Una ricerca sulle interazioni fra suolo e micobioma (funghi e lieviti) intestinale dei lemuri Indri indri, la specie più grande di lemuri del Madagascar, è stata di recente pubblicata sulla rivista Microbial Ecology. Lo studio, realizzato da un’équipe di microbiologi, chimici del suolo ed etologi di diverse università (Bolzano, Torino, Bologna, Cattolica di Roma) e centri di ricerca italiani e del Parco Natura Viva di Bussolengo (VR), appoggiati al centro dell’Università di Torino in Madagascar, aveva lo scopo di fare luce sul comportamento geofago dei primati.
Una pratica comune
La geofagia, ovvero l’ingestione di suolo è una pratica che accomuna diverse specie animali e gli esseri umani. Sono molte, infatti, le culture, in Africa o nel Medio Oriente, in cui è diffusa questa pratica, motivata da fatto di trovare nel suolo nutrimenti minerali altrimenti non disponibili sotto altre forme.

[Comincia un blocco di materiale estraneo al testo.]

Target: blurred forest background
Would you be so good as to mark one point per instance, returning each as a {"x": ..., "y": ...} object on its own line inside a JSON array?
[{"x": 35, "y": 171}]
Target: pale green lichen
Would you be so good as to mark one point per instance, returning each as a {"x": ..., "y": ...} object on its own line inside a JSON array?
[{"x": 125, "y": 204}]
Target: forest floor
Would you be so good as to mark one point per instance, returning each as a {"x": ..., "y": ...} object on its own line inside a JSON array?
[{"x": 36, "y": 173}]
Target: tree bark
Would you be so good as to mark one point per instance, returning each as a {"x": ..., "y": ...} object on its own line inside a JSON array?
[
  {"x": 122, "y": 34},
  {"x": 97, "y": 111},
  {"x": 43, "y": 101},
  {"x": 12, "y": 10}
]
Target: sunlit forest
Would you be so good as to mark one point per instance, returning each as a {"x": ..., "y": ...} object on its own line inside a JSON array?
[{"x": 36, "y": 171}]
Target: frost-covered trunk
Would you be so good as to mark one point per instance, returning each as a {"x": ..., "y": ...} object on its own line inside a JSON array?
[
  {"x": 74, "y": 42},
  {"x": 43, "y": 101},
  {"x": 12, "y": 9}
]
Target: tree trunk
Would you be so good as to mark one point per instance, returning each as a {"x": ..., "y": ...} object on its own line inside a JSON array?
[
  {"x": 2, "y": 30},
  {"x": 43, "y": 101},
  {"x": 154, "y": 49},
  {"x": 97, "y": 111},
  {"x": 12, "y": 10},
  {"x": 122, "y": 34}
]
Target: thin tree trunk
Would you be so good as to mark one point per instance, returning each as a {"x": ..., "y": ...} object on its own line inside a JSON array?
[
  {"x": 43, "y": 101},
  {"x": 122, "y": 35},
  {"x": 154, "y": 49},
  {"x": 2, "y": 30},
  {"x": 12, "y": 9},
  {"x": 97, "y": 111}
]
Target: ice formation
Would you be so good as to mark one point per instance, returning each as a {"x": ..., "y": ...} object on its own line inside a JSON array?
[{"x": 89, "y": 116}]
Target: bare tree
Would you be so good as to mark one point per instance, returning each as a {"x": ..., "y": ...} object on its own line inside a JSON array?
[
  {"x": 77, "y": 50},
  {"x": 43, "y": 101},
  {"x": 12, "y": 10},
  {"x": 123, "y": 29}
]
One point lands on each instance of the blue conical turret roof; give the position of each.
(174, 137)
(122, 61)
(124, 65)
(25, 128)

Più o meno, è ciò che fanno anche i lemuri Indri indri, specie a elevato rischio di estinzione secondo la classificazione della ong ambientale IUNC (International Union for Conservation of Nature), che integrano così la loro dieta a base di foglie, frutti e semi.
L’importanza dei minerali
L’ipotesi di partenza, confermata dai risultati delle analisi chimiche e microbiologiche, era che i lemuri ingerissero il suolo perché questo rappresenta un ingrediente imprescindibile della loro alimentazione.

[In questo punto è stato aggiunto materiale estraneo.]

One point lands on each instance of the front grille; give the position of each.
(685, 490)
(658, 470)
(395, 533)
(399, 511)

«I funghi ingeriti sembra abbiano un ruolo nella digestione della cellulosa e quindi delle foglie di cui si cibano i lemuri – spiega Luigimaria Borruso, ricercatore dell’équipe di chimica agraria della Libera Università di Bolzano -. Altri componenti rintracciati, come manganese e ferro, potrebbero essere utili per i processi fisiologici tipici della specie. Inoltre, il suolo potrebbe agire anche come agente detossificante».

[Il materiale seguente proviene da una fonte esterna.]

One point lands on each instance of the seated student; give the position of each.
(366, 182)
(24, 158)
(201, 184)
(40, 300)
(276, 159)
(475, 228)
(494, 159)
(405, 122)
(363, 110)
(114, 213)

Il progetto ha previsto anche una parte etologica, durante la quale si è osservato il comportamento degli Indri indri quando ingeriscono il suolo.
Il ruolo dell’habitat
Questa scoperta può avere un significato molto importante per la conservazione della specie. «I suoi risultati fanno riflettere sulla necessità di preservare intatti gli habitat e la biodiversità dei suoli – ribadisce Borruso –. La protezione animale dipende infatti anche dal mantenimento della biodiversità del suolo, che può avvenire solo combattendo la distruzione delle foreste. Il suolo non è una risorsa rinnovabile e dobbiamo ricordarci che proteggendo lui proteggiamo anche noi stessi e tutta la vita che da esso dipende».